Dans les premiers jours de la guerre de Gaza, nombreux Arabes israéliens brandissaient le drapeau israélien et palestinien lors d’une manifestation à Tel-Aviv en faveur de la paix. Beaucoup d'Israéliens ont du mal à comprendre et considèrent ce genre de manifestants comme "la cinquième colonne", "les traitres parmi la nation".
Je peux le comprendre aussi.
Ma copine Yudit qui vit à Haifa avec un Arabe israélien, le suit souvent dans certaines réunions politiques. Elle défend des opinions d'extrême gauche, que moi-même pour les plus extrêmes, de mon point de vue, je ne peux envisager pour l'Etat d'Israël...
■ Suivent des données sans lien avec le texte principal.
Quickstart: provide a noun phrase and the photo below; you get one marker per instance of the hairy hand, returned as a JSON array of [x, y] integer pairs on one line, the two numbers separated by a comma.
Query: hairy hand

Cependant je respecte son opinion et je n'ai aucun problème à parler avec son ami. Il nous arrive parfois de tomber d'accord. D'autres fois en revanche, nous nous avons des discussions bien plus animés.
Mais qu'importe ? Ce n'est pas grave, discutons, parlons, aux débats citoyens... Il vaut mieux communiquer que de prendre les armes.
Nous éviterons peut-être ainsi les travers du populisme.
Le problème de cette campagne électorale, c'est qu'il n'y a pas vraiment eu de campagne et qu'elle s'est révélé du reste d'un ennui terrible.
Les perdants de cette soirée sont certes le parti travailliste, mais le plus grave encore, les populations les plus précaires, frappées durement par la crise.
A la maison, nous avons tous beaucoup parlé ce soir, le français se mélange à l'hébreu, nous avons échangé nos avis, nous avons partagé nos espoirs pour cette terre que nos grands-parents croyaient promise ou pour cette terre qu'on leurs avait tellement promis après l'horreur des camps de la Mort.
Cet espoir que je porte tant en moi encore.
Cette attachement profond à cette terre...
Que va-t-il donc se passer demain ?
Quelque soit le vainqueur, dans cet Israël des paradoxes, le futur Premier ministre devra composer avec les partis religieux et/ou les partis de l'extrême droite laïque, un présage qui semblent des plus sinistres.
En allant me coucher, je préfère me souvenir que le pessimisme est un luxe qu'un juif ne peut jamais se permettre.